4. The Long Way to Go

Often it has been argued that biofilm-interfering compounds will not lead to the development of resistances in the pathogens because preventing or dispersing biofilms is not lethal for the microbes [102]. Although such a notion is probably correct in some aspects it should be kept in mind that formation of biofilms is a protection mechanism against a hostile environment. Microorganisms which are capable in forming biofilms have an advantage against those living always in the planktonic form. This will cause some selective pressure towards biofilm-formers although the pressure will be probably less than for the evasion from killing by antibiotics [103].

Currently, the often high specificity of quorum quenching drugs limits their application [104], especially against microbial communities. Sometimes even closely related species do not respond to these drugs, dramatically increasing the chances for failure of such a treatment. The consequence is that compounds with such limited spectra against pathogens may not find their way into the market. Beside a sufficiently broad specificity of the drug, its stability within the biofilm matrix will become an issue. From many studies it is known that gene expression is largely altered in biofilms and this also includes enzymes which may act as potential degraders of the drug in question [105].

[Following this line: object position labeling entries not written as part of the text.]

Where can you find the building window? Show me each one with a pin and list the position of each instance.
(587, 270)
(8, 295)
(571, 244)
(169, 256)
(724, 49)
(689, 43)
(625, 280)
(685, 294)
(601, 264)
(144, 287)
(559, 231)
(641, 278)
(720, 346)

For the application of an anti-biofilm compound it is not only important that it is active against the pathogen but also that it does not do any damage to the host. Sadly, for some of the reported compounds this aspect has been ignored but for the evaluation of a novel drug the assessment of its cytotoxicity is mandatory [106]. Biocompatibility is an issue for drugs applied for the prevention of biofilms on implants. This can be done by testing their effects on dedicated cells [107] or by applying them in animal experiments. Local drug release [108] may be an attractive option especially for biofilm-preventing compounds on implants. It concentrates the drug to the site of the implantation but it requires the control of the release in order to avoid toxic concentrations. When Rawson et al., tested biofilm modulating compounds for their influence on osteoblast differentiation they found cis-2-decenoic acid 34 biocompatible but farnesol 6 induced cytotoxic responses within their biofilm inhibitory concentrations [109]. Many different approaches are nowadays available to achieve controlled drug release.

5. Conclusions

Biofilms have complex and dynamic structures mostly composed of several microbial species. The complexity of biofilms helps them to survive under harsh conditions but it also offers a multitude of approaches for their control. To prevent or to cure biofilm infections the main focus has been set to quorum-sensing. Screening for quorum-quenching compounds can nowadays be done in high-throughput screenings because several assays targeting the formation of autoinducers or their receptors are available. However, the entire mechanism for quorum-sensing is known only for a small number of pathogens and we still know very little about interspecies cross-talks. This article had the intention to show that many organisms have developed compounds which interfere with biofilms and many do this outside the known quorum-sensing circuits. Because these natural compounds have a variety of targets or their targets are even not yet known, screening for these bioactive compounds is more laborious and slower. The reward for such an effort, however, is the discovery of new targets and new mechanisms as have been highlighted for cis-2-decenoic acid 34, ursolic acid 43 or boophiline 47, only to mention a few. Some of the compounds so discovered have several targets allowing the control of a broader spectrum of pathogens. It is certainly not a risk to predict that in the coming years, novel mechanisms of biofilm dispersal or blocking of antibiotic resistance in biofilms will be uncovered. Combining these biofilm controlling compounds with established or novel antibiotics will add another dimension to the treatment of biofilm infections.